登録不要で試せるので、世界観の勢力図や設定を実際に並べてみたい方はHakogakiのデモから触ってみてください。基本操作はHakogaki始め方ガイドにまとめています。

まとめ

小説の世界観の作り方は、「決める」だけでなく「活かす」ところまで設計して初めて完成します。要点を振り返ります。

1. 世界観は設定という部品が組み上がって生まれる「世界の手触り」

2. 現代モノは違いだけ、異世界モノは全体を設計する

3. 軸→大きな枠→小さな枠の順に、勢力と対立まで決める

4. 設定は物語で使う分だけに絞り、設定倒れを防ぐ

5. 本文・キャラと連動させて、書きながら育てる

世界観は一度で完璧に作るものではありません。まずは軸を一行決めて、物語に必要な設定から少しずつ組み立ててみてください。

よくある質問(FAQ)

世界観はどこまで作り込めばいい?

「物語で使う分だけ」が基準です。どのシーンでどう効くか説明できる設定だけを残し、それ以外は保留にします。作り込みの量より、設定が本文に活きているかを重視してください。
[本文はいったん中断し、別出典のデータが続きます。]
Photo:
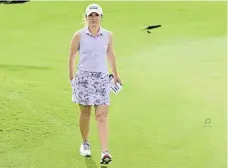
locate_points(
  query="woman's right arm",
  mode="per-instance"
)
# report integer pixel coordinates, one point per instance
(74, 45)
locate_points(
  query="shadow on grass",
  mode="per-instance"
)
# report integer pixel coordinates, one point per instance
(22, 67)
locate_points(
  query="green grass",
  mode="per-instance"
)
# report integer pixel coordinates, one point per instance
(174, 78)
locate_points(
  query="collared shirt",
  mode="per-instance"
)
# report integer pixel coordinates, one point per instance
(93, 51)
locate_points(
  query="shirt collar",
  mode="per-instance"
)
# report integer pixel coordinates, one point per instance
(100, 32)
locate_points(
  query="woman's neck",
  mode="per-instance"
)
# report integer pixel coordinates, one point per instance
(94, 30)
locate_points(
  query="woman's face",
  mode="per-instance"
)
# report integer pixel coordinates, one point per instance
(94, 19)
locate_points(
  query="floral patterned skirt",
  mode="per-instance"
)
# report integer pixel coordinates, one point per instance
(91, 88)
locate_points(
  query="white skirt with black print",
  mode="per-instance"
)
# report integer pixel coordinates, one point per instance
(91, 88)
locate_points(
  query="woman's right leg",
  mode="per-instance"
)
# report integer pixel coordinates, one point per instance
(84, 122)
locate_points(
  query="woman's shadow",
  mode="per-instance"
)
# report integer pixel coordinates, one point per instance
(91, 164)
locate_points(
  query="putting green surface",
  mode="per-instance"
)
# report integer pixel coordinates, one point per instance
(174, 79)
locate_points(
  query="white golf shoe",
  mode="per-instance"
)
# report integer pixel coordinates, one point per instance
(85, 149)
(105, 158)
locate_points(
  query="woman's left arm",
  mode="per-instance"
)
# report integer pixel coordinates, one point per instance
(112, 58)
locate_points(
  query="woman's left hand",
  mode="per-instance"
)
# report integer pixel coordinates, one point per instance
(117, 79)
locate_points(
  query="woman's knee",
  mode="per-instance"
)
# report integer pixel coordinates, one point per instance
(101, 116)
(85, 110)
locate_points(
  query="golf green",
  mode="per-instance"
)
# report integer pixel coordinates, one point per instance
(171, 112)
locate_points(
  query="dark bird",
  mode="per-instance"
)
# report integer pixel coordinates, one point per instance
(152, 27)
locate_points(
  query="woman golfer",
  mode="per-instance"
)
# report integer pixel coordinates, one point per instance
(90, 84)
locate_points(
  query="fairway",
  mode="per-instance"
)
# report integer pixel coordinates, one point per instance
(174, 83)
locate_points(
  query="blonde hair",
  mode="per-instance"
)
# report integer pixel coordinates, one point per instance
(84, 20)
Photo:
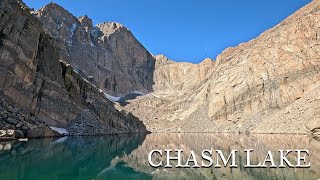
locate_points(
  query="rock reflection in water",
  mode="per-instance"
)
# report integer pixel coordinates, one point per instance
(138, 159)
(70, 158)
(126, 157)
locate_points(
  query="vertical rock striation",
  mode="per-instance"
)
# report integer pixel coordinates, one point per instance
(107, 54)
(34, 78)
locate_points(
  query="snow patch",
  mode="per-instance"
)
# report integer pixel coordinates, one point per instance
(112, 98)
(62, 131)
(73, 28)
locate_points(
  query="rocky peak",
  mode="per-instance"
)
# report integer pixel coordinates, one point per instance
(85, 21)
(110, 27)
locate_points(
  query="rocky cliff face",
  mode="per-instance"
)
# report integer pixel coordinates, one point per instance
(107, 54)
(258, 86)
(36, 84)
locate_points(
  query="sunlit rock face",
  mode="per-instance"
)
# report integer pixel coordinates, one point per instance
(269, 84)
(106, 54)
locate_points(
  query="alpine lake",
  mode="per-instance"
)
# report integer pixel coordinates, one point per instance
(126, 157)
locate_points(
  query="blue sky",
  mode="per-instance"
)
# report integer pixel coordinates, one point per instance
(185, 30)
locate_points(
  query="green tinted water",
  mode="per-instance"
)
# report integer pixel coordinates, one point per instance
(125, 157)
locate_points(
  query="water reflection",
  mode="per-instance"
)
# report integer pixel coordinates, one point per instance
(226, 142)
(69, 158)
(125, 157)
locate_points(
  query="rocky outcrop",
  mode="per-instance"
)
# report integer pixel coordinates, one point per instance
(108, 55)
(177, 76)
(34, 78)
(248, 88)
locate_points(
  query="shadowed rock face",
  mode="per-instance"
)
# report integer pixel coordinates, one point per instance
(268, 85)
(34, 79)
(106, 54)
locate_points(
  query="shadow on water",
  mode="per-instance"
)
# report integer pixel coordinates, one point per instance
(70, 158)
(126, 157)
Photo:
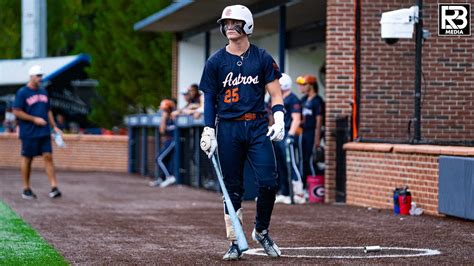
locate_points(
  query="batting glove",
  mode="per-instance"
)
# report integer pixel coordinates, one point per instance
(277, 131)
(208, 141)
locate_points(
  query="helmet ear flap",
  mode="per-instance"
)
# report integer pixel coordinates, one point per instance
(222, 28)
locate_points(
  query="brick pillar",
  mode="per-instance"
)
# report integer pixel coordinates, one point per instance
(174, 66)
(339, 79)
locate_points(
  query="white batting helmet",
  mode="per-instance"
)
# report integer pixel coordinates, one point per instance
(238, 12)
(285, 82)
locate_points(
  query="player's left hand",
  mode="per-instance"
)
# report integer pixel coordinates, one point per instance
(208, 141)
(277, 131)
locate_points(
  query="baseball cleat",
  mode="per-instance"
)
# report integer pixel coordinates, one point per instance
(168, 181)
(233, 253)
(283, 199)
(155, 183)
(267, 243)
(28, 194)
(55, 193)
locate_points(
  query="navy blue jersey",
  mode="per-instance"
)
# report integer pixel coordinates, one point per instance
(34, 102)
(239, 81)
(292, 105)
(311, 109)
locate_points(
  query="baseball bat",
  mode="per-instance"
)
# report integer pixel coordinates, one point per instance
(289, 172)
(239, 233)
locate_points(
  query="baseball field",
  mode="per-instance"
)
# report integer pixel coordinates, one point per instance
(106, 218)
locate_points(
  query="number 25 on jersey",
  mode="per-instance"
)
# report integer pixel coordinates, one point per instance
(231, 95)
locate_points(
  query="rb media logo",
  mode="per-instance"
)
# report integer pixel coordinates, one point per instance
(454, 19)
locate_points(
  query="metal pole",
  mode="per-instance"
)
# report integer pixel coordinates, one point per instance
(282, 35)
(418, 57)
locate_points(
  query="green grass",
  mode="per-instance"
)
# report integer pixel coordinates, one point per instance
(21, 245)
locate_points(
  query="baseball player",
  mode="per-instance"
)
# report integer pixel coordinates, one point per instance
(234, 81)
(32, 107)
(292, 123)
(313, 111)
(164, 156)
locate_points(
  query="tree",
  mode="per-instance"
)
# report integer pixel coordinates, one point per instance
(10, 29)
(133, 68)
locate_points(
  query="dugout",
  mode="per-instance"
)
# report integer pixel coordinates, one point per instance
(190, 165)
(69, 87)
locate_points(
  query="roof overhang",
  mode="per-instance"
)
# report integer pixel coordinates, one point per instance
(14, 72)
(193, 17)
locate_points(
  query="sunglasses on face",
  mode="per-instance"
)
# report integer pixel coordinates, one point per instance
(301, 81)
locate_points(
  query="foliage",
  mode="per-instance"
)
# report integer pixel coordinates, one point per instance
(10, 29)
(133, 68)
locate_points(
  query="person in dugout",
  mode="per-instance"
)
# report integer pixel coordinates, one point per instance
(287, 148)
(312, 113)
(164, 158)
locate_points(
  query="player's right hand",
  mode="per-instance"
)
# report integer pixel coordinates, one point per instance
(208, 141)
(39, 121)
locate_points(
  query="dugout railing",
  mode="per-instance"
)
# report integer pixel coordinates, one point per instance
(190, 165)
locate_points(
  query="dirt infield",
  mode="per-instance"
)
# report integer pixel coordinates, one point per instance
(117, 219)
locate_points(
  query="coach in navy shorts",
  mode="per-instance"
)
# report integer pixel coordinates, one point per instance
(235, 80)
(32, 108)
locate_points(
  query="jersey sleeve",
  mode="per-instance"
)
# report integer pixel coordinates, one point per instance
(294, 105)
(208, 83)
(19, 102)
(270, 67)
(317, 107)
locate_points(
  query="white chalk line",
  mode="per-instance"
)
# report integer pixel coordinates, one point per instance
(423, 252)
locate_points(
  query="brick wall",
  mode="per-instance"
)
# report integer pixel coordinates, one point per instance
(374, 170)
(388, 74)
(83, 153)
(387, 79)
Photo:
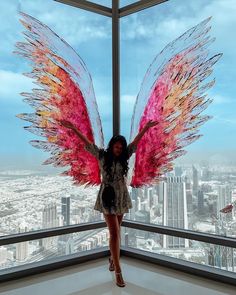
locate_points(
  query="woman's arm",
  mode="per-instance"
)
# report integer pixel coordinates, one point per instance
(149, 124)
(78, 133)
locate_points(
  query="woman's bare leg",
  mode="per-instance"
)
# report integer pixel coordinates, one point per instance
(120, 217)
(114, 239)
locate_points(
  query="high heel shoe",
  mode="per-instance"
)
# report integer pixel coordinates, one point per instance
(111, 266)
(119, 279)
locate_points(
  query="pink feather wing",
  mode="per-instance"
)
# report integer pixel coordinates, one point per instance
(173, 94)
(66, 93)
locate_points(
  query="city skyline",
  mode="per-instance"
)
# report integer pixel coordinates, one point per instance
(139, 35)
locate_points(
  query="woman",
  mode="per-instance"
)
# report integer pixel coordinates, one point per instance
(113, 163)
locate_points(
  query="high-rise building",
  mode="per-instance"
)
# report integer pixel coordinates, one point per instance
(200, 197)
(22, 247)
(175, 209)
(49, 220)
(195, 180)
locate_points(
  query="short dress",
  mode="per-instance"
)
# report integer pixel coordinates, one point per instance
(122, 198)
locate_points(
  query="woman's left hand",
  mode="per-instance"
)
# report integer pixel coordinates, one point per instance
(151, 123)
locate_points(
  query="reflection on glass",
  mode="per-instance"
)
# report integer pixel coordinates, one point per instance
(204, 180)
(47, 249)
(34, 196)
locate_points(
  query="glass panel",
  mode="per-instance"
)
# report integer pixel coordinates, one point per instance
(107, 3)
(206, 174)
(47, 249)
(127, 2)
(34, 196)
(215, 256)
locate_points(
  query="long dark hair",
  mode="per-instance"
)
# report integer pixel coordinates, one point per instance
(123, 157)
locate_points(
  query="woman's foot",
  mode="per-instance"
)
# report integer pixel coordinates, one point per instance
(111, 266)
(119, 279)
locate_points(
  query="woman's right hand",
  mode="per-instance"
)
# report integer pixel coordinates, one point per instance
(67, 124)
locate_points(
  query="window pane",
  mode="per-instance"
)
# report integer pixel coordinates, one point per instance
(33, 195)
(209, 168)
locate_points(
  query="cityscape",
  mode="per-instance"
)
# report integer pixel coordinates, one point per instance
(190, 197)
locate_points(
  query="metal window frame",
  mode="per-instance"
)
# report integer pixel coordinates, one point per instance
(42, 266)
(157, 259)
(115, 13)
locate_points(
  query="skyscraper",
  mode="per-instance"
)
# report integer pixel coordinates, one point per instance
(195, 181)
(65, 209)
(175, 209)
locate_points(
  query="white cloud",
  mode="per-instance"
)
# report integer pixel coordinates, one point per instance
(12, 84)
(220, 99)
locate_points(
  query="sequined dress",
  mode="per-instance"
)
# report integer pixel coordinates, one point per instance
(122, 200)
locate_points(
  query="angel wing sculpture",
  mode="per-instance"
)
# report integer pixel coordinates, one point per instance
(172, 92)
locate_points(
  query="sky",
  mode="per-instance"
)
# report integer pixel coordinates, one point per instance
(143, 35)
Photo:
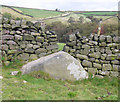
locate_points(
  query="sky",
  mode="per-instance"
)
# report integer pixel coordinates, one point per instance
(65, 5)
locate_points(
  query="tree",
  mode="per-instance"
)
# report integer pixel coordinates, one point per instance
(7, 15)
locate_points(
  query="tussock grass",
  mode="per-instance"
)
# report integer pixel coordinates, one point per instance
(40, 86)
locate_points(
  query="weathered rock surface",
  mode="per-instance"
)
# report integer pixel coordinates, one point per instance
(59, 65)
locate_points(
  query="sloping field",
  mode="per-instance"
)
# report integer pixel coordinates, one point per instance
(38, 13)
(14, 13)
(113, 20)
(101, 13)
世界観は書きながら足していけます。

現代が舞台でも世界観設定は必要?

必要ですが、範囲は限定的です。読者と共有された常識をそのまま土台にできるため、ゼロから作る必要はありません。「この物語だけの特殊な職業・地域・ルール」など、現実との違いだけを設定すれば十分です。

世界観設定のテンプレートやシートはある?

本記事の「盛り込む要素チェックリスト」がテンプレートとして使えます。ただし全項目を埋めることが目的化すると設定倒れを招きます。舞台に応じて必要なカテゴリだけを選び、各項目を物語とひも付けて管理するのがおすすめです。

設定を作ったのに物語に活かせません

設定が本文と切り離されているのが原因です。設定シートを別ファイルに隔離せず、各シーンに「ここで出る世界観の要素」を紐づけましょう。キャラの行動理由を世界観の価値観と結びつけると、設定が自然と物語に染み出します。